By Zack Downing, Staff Writer
As was seen in the successful Small Business Expo in the fall, UMass Dartmouth has countless young entrepreneurs ready to start small businesses and product promotion.
One of the biggest stories of the year is UMass Law student Jorge Franco’s innovation in the athletic field. Over many months, he invented and patented a fitness device designed to assist athletes with their workouts.
It’s called InLine Balance, and it can shape up to make a big splash in the world of weightlifting. The device is a multi-purpose monitor that the user attaches to the center of the barbell. Through a partner app downloaded on a mobile device, the device will send you information about your lifting velocity, acceleration, your stability, your number of reps, and much more.

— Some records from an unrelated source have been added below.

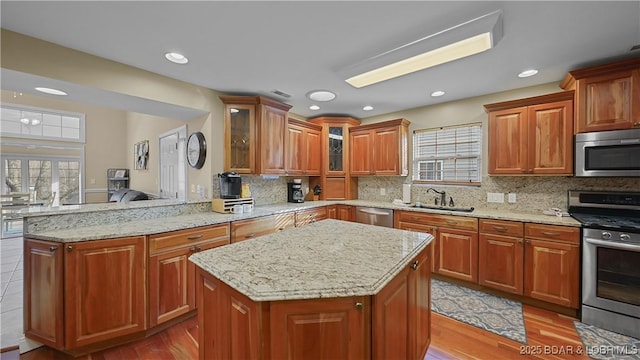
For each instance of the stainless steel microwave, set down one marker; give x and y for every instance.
(608, 153)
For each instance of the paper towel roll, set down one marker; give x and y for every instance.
(406, 193)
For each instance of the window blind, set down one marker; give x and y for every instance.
(448, 154)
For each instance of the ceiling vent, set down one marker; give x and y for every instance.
(281, 93)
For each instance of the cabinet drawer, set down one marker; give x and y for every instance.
(305, 217)
(251, 228)
(458, 222)
(553, 232)
(501, 227)
(188, 237)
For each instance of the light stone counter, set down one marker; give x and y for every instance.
(330, 258)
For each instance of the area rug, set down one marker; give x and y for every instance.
(494, 314)
(604, 344)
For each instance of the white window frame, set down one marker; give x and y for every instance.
(82, 126)
(420, 158)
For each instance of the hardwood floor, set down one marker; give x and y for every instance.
(547, 334)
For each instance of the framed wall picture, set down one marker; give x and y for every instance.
(141, 155)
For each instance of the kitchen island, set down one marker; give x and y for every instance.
(332, 289)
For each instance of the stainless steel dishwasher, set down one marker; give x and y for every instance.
(374, 216)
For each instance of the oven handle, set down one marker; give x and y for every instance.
(613, 245)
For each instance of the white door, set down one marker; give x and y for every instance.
(172, 164)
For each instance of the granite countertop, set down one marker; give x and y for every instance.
(330, 258)
(179, 222)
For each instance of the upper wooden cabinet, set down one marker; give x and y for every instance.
(532, 136)
(607, 96)
(304, 149)
(255, 133)
(380, 148)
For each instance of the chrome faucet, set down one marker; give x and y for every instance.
(443, 196)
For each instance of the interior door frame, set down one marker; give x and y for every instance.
(182, 160)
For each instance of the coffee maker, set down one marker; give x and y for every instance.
(230, 185)
(294, 192)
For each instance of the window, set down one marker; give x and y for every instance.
(448, 155)
(35, 123)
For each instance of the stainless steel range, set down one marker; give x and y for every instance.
(610, 258)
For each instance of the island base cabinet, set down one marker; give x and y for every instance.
(43, 285)
(320, 329)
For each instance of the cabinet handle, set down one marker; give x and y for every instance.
(548, 233)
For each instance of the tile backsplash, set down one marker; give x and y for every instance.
(533, 194)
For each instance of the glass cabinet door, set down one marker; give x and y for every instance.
(336, 149)
(240, 138)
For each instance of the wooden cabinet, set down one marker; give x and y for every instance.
(607, 96)
(335, 180)
(379, 149)
(309, 216)
(83, 293)
(323, 329)
(532, 136)
(501, 255)
(171, 276)
(104, 290)
(44, 279)
(304, 150)
(552, 267)
(255, 135)
(251, 228)
(401, 321)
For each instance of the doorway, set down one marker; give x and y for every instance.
(173, 170)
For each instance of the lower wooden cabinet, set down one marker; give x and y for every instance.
(500, 255)
(251, 228)
(393, 324)
(171, 275)
(552, 264)
(83, 293)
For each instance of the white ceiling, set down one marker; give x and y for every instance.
(243, 47)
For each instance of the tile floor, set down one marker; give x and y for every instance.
(11, 274)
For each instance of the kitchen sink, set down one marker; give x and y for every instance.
(443, 208)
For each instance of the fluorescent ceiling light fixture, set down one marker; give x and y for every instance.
(466, 39)
(321, 95)
(176, 58)
(51, 91)
(528, 73)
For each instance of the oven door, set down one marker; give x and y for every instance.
(611, 276)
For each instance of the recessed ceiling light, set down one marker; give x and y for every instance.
(528, 73)
(176, 58)
(321, 95)
(51, 91)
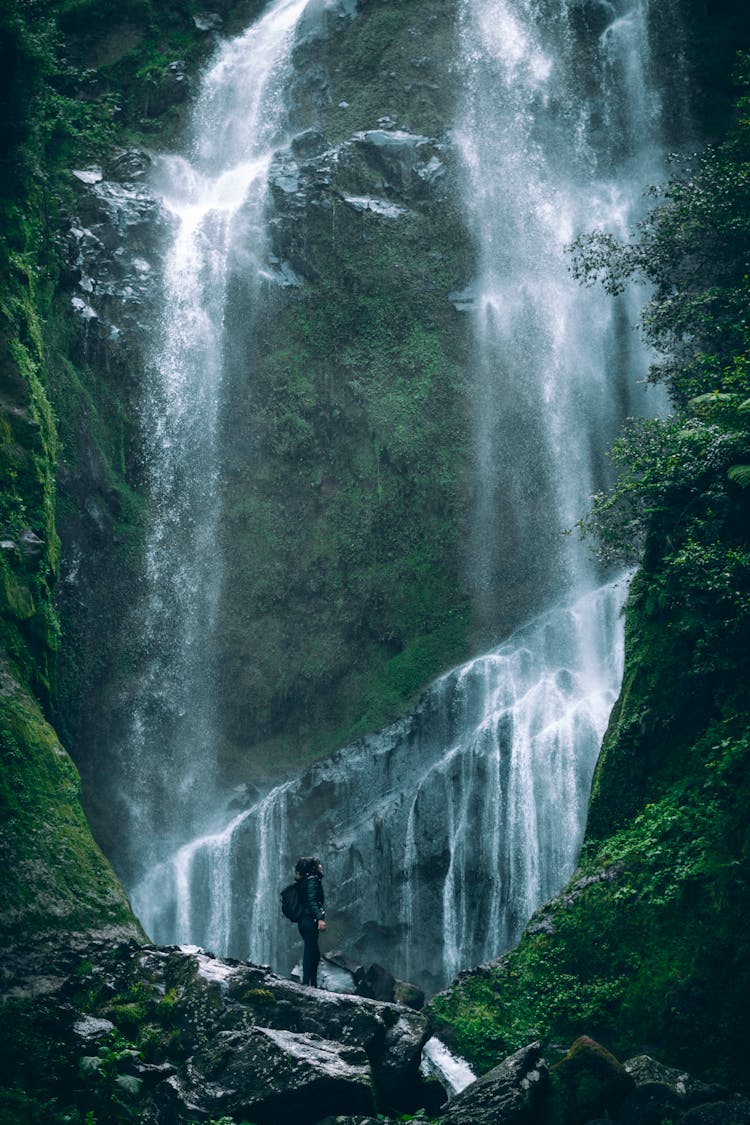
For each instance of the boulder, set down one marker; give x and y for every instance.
(271, 1077)
(590, 1081)
(377, 983)
(515, 1092)
(733, 1112)
(650, 1104)
(689, 1091)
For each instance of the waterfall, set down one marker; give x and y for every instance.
(443, 834)
(559, 132)
(439, 836)
(215, 199)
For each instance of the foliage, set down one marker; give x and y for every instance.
(648, 943)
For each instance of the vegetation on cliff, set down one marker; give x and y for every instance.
(648, 945)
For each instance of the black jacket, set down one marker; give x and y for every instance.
(310, 892)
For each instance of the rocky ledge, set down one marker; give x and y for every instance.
(175, 1036)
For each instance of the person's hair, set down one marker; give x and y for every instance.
(308, 865)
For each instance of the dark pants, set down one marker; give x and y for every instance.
(308, 928)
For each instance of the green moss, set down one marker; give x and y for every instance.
(647, 945)
(55, 878)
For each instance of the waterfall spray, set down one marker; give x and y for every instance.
(443, 834)
(216, 200)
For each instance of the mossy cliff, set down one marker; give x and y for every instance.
(648, 945)
(54, 875)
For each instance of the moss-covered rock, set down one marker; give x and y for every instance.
(55, 882)
(647, 945)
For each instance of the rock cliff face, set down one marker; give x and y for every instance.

On the outside of the device is a series of lights that light up in different ways to let the user know how well-balanced she or he is holding the bar, an especially helpful feature in bench-pressing, where it’s easy to let the barbell tip one way or the other. The device lights up green when equally level, but when it starts to tilt, it detects it and lights up yellow and red on the side that’s falling.
It can also beep when you tilt too far, just in case you’re in a position where you cannot watch the bar you’re holding.

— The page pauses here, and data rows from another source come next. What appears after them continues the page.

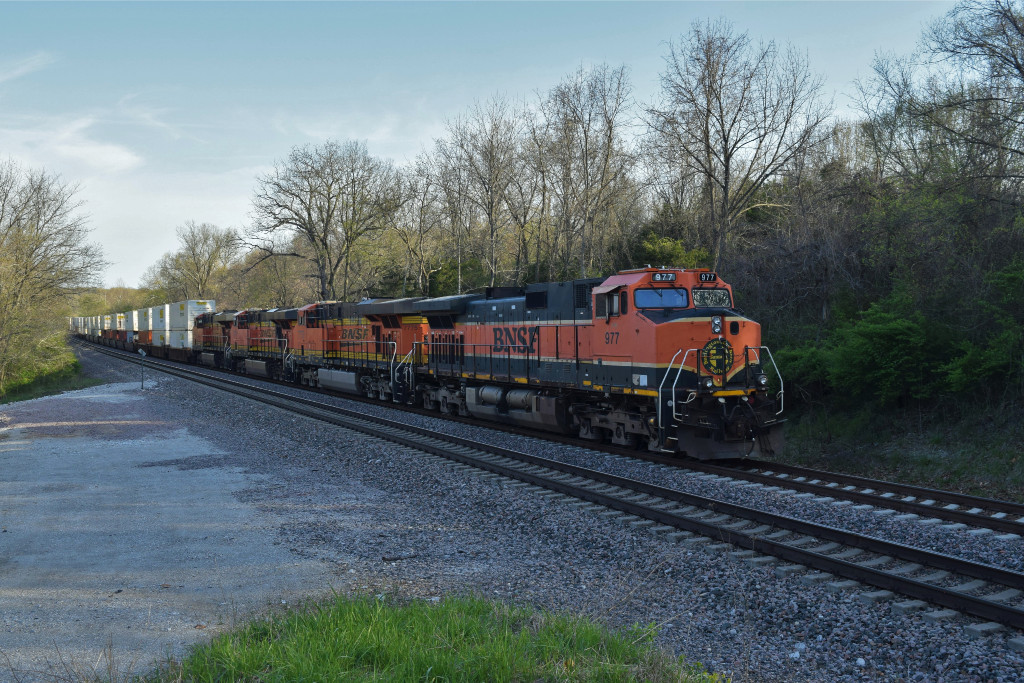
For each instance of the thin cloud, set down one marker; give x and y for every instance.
(68, 146)
(12, 70)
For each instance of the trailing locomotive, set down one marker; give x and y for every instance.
(654, 357)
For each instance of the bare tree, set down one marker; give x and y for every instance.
(419, 226)
(44, 259)
(204, 254)
(484, 144)
(452, 181)
(332, 196)
(584, 155)
(980, 100)
(736, 114)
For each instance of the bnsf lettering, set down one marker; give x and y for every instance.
(516, 340)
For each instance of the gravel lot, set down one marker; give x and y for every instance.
(314, 507)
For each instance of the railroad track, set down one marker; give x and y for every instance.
(981, 590)
(930, 506)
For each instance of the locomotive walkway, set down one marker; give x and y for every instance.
(987, 592)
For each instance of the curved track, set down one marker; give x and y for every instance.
(988, 592)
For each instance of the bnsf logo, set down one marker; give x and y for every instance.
(519, 340)
(354, 334)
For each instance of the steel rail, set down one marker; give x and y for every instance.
(462, 450)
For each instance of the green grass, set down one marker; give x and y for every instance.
(60, 373)
(977, 453)
(458, 639)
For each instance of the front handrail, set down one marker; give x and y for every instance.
(679, 373)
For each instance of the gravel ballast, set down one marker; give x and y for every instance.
(325, 508)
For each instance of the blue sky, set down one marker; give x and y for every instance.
(164, 113)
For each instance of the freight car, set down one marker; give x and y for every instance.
(652, 357)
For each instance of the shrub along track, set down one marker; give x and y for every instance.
(984, 591)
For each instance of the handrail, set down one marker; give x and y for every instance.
(679, 373)
(781, 389)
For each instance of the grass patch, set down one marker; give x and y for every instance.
(458, 639)
(975, 453)
(60, 373)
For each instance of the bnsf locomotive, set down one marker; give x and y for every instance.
(654, 357)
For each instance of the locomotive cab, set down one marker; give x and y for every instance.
(699, 359)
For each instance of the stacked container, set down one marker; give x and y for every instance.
(144, 333)
(131, 325)
(181, 319)
(158, 325)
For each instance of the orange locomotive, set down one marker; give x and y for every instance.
(653, 356)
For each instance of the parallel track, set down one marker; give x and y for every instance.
(984, 591)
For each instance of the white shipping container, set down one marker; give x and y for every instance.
(182, 313)
(179, 339)
(158, 321)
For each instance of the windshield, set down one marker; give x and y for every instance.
(712, 298)
(660, 298)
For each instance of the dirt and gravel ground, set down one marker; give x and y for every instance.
(142, 521)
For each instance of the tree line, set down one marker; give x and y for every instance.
(882, 254)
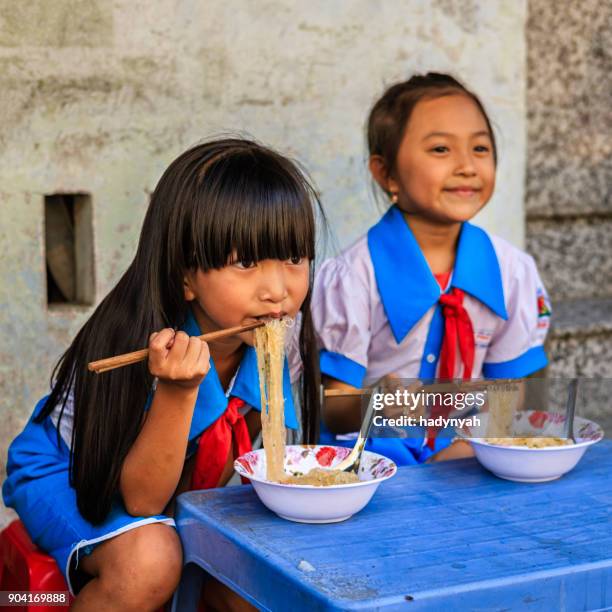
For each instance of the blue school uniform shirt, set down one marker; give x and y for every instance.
(38, 487)
(376, 307)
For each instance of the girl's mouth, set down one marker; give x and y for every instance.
(464, 192)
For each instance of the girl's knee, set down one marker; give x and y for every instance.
(148, 569)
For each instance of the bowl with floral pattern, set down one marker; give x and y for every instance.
(306, 503)
(512, 459)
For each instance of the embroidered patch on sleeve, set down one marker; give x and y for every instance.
(543, 304)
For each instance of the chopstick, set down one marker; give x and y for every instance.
(111, 363)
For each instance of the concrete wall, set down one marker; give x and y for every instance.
(569, 187)
(99, 97)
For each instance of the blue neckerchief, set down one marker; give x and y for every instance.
(212, 401)
(407, 287)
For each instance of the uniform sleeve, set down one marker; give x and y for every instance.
(341, 315)
(517, 349)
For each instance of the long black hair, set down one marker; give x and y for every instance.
(220, 197)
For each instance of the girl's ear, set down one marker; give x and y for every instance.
(381, 175)
(187, 290)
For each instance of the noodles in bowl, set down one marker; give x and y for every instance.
(538, 453)
(312, 503)
(299, 482)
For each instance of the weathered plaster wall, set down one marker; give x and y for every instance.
(100, 96)
(569, 187)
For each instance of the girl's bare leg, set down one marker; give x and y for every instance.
(137, 570)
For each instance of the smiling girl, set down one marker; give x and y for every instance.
(426, 294)
(228, 239)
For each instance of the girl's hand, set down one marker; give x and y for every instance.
(177, 359)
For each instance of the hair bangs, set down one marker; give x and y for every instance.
(252, 206)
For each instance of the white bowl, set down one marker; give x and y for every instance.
(308, 503)
(523, 464)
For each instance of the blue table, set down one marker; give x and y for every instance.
(434, 537)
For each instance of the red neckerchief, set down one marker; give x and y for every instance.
(458, 330)
(215, 444)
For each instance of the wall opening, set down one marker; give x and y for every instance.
(69, 249)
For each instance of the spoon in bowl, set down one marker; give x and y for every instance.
(353, 459)
(570, 410)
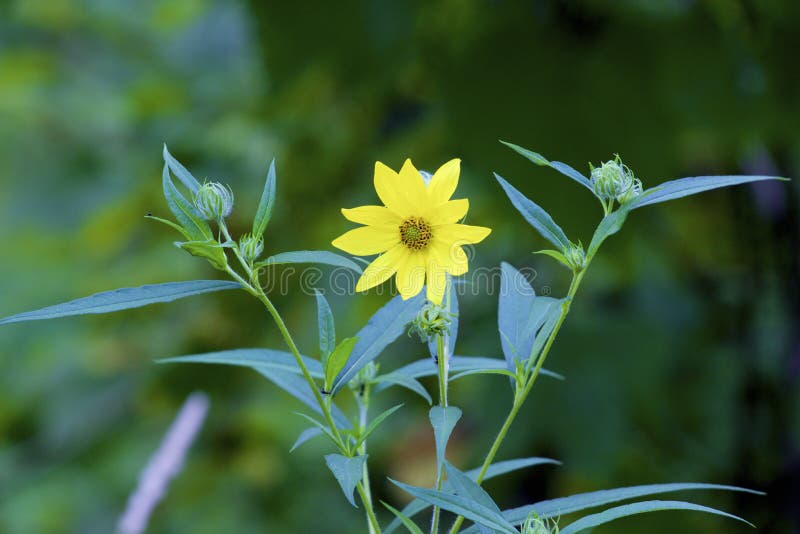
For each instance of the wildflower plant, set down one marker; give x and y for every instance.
(418, 235)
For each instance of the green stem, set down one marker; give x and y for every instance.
(521, 394)
(442, 360)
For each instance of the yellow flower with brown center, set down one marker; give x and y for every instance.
(416, 231)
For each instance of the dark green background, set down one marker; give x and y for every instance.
(682, 353)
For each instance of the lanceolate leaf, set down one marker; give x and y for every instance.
(180, 171)
(348, 472)
(253, 358)
(497, 469)
(443, 421)
(535, 215)
(185, 212)
(266, 204)
(591, 521)
(311, 256)
(461, 506)
(691, 186)
(124, 299)
(384, 327)
(581, 501)
(563, 168)
(325, 326)
(298, 388)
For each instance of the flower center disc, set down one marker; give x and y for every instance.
(415, 233)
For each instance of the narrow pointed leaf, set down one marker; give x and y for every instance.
(311, 256)
(375, 423)
(305, 435)
(464, 486)
(348, 472)
(582, 501)
(410, 525)
(403, 381)
(124, 299)
(496, 469)
(461, 506)
(253, 358)
(691, 186)
(185, 212)
(297, 387)
(266, 204)
(386, 325)
(535, 215)
(563, 168)
(443, 421)
(618, 512)
(325, 326)
(181, 172)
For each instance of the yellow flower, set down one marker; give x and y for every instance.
(416, 232)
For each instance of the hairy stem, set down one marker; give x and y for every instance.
(522, 393)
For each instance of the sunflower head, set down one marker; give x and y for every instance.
(416, 232)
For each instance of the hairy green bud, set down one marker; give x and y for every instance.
(431, 321)
(214, 201)
(251, 247)
(614, 180)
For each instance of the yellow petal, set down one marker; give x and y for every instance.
(444, 182)
(460, 233)
(450, 212)
(372, 215)
(437, 281)
(382, 268)
(411, 275)
(368, 240)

“I wanted it to be like a FitBit for weightlifting,” says Franco. “Runners get statistical analysis about their speed and steps and whatnot, and InLine Balance works that way with lifting.”
“I got the idea back when I used to play football, my father was my trainer in working out, and he would correct my form. I would think my form was correct, and we would disagree and debate on what the form should look like and how I should lift. I wanted there to be a non-subjective way to measure form and balance, and so my father and I worked together on it.”

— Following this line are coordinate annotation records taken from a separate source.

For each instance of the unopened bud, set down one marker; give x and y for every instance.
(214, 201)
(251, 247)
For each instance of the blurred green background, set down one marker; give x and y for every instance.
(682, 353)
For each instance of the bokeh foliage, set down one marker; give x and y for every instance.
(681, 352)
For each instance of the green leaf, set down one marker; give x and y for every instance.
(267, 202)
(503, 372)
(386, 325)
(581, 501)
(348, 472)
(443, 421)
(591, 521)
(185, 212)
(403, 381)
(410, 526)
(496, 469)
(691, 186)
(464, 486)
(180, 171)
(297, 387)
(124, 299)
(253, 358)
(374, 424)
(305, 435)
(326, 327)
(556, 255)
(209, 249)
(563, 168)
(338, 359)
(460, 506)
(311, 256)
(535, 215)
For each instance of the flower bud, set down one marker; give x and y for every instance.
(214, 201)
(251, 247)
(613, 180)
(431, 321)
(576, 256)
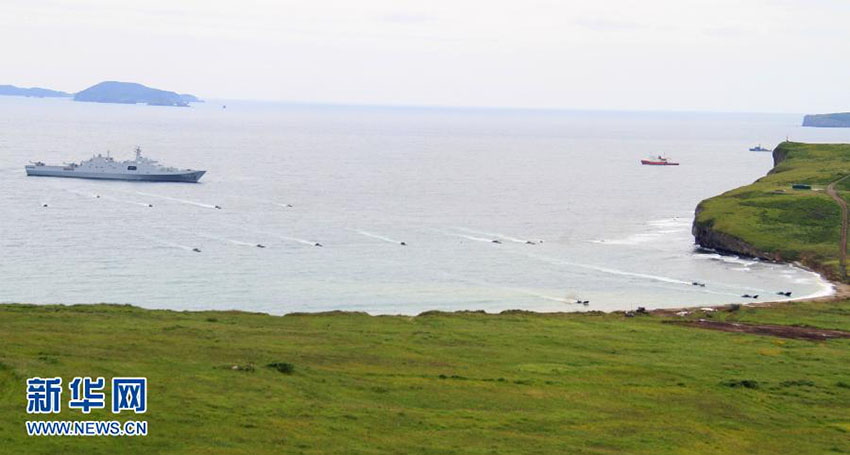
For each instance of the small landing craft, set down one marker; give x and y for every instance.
(658, 161)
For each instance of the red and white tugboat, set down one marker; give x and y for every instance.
(658, 161)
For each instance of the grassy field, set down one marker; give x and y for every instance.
(794, 225)
(465, 383)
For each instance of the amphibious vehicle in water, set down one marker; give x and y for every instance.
(105, 167)
(658, 161)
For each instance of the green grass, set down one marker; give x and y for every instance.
(794, 225)
(464, 383)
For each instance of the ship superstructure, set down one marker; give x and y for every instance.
(107, 168)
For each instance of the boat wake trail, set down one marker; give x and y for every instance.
(222, 239)
(469, 237)
(642, 276)
(110, 198)
(492, 235)
(167, 243)
(182, 201)
(376, 236)
(511, 289)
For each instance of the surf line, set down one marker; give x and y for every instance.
(645, 276)
(511, 289)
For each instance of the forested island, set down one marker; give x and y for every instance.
(110, 92)
(836, 120)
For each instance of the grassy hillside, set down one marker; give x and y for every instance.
(465, 383)
(783, 223)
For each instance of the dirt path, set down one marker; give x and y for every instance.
(842, 251)
(784, 331)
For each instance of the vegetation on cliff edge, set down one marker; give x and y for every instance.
(781, 222)
(463, 383)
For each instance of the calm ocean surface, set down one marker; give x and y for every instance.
(360, 181)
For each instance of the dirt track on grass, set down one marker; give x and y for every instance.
(784, 331)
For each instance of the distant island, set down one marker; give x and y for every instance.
(11, 90)
(836, 120)
(110, 92)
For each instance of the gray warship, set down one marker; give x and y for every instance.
(106, 168)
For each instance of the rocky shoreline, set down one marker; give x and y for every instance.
(707, 237)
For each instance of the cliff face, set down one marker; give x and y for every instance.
(837, 120)
(707, 236)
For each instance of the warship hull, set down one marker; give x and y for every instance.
(61, 171)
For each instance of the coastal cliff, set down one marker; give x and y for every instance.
(771, 220)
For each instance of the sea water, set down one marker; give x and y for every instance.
(498, 209)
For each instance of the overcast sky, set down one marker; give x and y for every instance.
(719, 55)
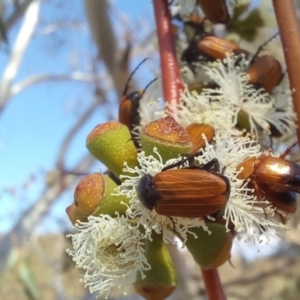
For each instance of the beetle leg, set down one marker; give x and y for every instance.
(288, 150)
(212, 166)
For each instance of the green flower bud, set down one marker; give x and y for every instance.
(161, 279)
(111, 143)
(170, 138)
(93, 196)
(243, 121)
(195, 132)
(210, 250)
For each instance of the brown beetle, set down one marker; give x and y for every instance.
(215, 10)
(278, 174)
(210, 48)
(265, 72)
(187, 192)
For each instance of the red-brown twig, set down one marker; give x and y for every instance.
(213, 285)
(290, 37)
(172, 84)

One of the coolest parts of the development process was when Franco invited Olympic athlete and Jamaican distance running record holder Kemoy Campbell to the UMass D campus to help test the prototype.
“Olympians are realizing that velocity based training is the future,” says Franco. “Now, a single moment of working out won’t be wasted.”
Through data collecting and analysis, the InLine Balance attachment holds promise to be a valuable addition to gyms across the country. Athletes who have tested it on campus, including Campbell, believe it’s an important asset to understanding all about your weightlifting limits and technique. Numbers and speed are an essential guide to knowing what you can lift and how you do it.
If you’re interested in getting your hands on the InLine Balance device, they will soon be on Amazon ready for purchase. Hopefully, we won’t just see Franco’s bright green lights in the Corsair gym, but in Olympic training facilities as well.
If you’ve got an idea of your own, get out there, develop it, patent it, and you too could make an impact as an entrepreneur!